This is because Hadoop has the potential to alter how we analyse data – by providing relatively cheap, highly scalable storage and analytics capabilities that allow business to ask, and answer, questions that were previously unanswerable.
The promise of Big Data has raised the profile of data at C-level, created new roles such as the Chief Data Officer and is driving demand for previously unloved disciplines such as data governance.
In spite of the interest, and the hype, Gartner Research shows that only about 40% of companies have made serious investments in Hadoop yet – with others expected to begin within the next few years.
One factors that hinders adoption: The Hadoop framework is still evolving.

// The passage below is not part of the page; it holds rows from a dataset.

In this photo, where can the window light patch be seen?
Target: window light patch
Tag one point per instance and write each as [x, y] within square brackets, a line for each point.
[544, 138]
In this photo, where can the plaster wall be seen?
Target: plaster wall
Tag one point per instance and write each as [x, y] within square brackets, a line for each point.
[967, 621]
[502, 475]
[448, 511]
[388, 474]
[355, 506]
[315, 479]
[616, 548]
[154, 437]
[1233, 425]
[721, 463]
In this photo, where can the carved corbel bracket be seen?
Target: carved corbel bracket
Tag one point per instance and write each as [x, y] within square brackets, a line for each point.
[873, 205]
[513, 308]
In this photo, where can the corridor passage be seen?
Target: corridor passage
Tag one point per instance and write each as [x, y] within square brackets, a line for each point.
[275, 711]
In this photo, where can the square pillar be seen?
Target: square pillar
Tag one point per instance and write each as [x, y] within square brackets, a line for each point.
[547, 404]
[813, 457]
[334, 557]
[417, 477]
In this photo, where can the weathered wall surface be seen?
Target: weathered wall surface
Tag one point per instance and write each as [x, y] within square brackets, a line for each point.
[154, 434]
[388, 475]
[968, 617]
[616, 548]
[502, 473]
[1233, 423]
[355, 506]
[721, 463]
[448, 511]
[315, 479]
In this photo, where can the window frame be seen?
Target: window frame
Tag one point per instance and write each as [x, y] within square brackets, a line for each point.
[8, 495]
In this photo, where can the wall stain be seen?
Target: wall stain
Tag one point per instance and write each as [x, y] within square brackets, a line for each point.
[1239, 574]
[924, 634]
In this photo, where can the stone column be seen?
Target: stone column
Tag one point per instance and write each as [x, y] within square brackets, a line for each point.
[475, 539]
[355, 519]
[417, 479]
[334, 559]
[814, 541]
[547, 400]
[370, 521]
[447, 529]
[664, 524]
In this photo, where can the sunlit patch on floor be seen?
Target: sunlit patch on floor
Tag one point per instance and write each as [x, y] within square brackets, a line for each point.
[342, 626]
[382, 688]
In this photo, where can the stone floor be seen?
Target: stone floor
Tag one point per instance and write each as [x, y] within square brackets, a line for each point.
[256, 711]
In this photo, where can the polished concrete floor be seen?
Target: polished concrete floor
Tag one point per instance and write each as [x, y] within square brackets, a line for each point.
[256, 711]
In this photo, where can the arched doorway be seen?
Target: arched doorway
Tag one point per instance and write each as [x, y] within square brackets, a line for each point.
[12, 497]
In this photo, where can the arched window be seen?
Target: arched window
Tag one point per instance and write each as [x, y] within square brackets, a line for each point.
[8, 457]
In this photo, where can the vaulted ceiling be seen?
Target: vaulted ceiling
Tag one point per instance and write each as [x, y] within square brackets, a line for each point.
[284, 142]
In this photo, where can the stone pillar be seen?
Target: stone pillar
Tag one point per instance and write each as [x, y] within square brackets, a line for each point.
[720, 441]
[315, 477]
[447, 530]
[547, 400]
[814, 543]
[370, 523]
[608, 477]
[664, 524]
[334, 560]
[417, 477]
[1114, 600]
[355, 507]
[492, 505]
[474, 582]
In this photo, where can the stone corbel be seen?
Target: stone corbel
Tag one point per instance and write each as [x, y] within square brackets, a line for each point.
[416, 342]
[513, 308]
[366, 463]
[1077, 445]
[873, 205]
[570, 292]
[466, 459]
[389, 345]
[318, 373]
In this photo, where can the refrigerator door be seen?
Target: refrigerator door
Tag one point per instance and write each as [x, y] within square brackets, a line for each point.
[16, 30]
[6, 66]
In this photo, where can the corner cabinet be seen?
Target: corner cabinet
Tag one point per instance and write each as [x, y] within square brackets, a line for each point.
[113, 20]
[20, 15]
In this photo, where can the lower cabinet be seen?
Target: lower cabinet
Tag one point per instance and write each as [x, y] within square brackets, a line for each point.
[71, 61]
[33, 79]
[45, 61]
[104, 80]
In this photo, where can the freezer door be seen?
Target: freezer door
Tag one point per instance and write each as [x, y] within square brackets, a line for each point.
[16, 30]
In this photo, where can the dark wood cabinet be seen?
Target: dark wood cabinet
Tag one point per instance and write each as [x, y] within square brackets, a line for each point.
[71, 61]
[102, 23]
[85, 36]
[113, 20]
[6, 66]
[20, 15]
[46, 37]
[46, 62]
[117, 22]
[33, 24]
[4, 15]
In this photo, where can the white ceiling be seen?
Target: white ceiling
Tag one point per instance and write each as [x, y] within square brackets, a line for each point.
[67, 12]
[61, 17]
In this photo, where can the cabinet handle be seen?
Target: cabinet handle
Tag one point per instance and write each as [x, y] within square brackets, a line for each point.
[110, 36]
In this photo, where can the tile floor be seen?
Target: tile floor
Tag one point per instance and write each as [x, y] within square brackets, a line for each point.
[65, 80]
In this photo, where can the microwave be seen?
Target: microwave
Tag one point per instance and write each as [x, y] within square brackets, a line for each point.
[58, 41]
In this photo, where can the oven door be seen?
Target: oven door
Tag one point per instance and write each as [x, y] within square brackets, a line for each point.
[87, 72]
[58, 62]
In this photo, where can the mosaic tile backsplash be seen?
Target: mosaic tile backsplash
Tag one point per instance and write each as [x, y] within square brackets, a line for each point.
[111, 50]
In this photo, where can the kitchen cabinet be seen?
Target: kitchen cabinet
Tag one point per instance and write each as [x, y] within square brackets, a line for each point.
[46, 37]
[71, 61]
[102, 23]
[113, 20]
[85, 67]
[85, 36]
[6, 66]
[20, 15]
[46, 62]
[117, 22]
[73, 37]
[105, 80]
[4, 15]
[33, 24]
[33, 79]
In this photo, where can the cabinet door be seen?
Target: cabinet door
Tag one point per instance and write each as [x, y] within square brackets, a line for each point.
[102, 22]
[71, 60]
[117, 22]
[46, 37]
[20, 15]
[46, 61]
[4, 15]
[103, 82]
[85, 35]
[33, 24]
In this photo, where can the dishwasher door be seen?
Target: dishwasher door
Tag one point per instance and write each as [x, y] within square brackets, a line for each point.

Hadoop pioneer and big data expert, Stefan Groschupf, discussed this in a recent webinar titled – The Everchanging Hadoop Ecosystem. What does it mean for you?
Stefan is has been involved with the development of Hadoop from the early days, first as an engineer and data scientist and, more recently, as CEO of big data discovery platform, Datameer.
The Hadoop ecosystem is based on an open source framework with commercial variations available from various vendors. the framework consists of multiple components that can, very simplistically, be described as various engines for executing analyses in different ways.
What is the best computing engine within Hadoop?
One of the earliest and most commonly used is MapReduce – an approach for processing and generating large data sets on parallel, distributed clusters. For sheer computing power at relatively low cost, MapReduce is hard to beat.
But no single compute framework is ideal for every analytic task. That’s why many big data solutions focus on specific computation frameworks that meet different needs – for example:
- In-memory machine learning or stream processing frameworks
- Proprietary in-memory software, where data is analyzed outside the Hadoop ecosystem
- Large-scale data analytics frameworks, where analysis must be distributed across a cluster
- Small data analytics/BI platforms, where analysis must be done on a single, high-memory machine
Computing engines, such as Spark, Mahout, YARN, Tez, and many more, meet specific analytics needs, but may be poor at others.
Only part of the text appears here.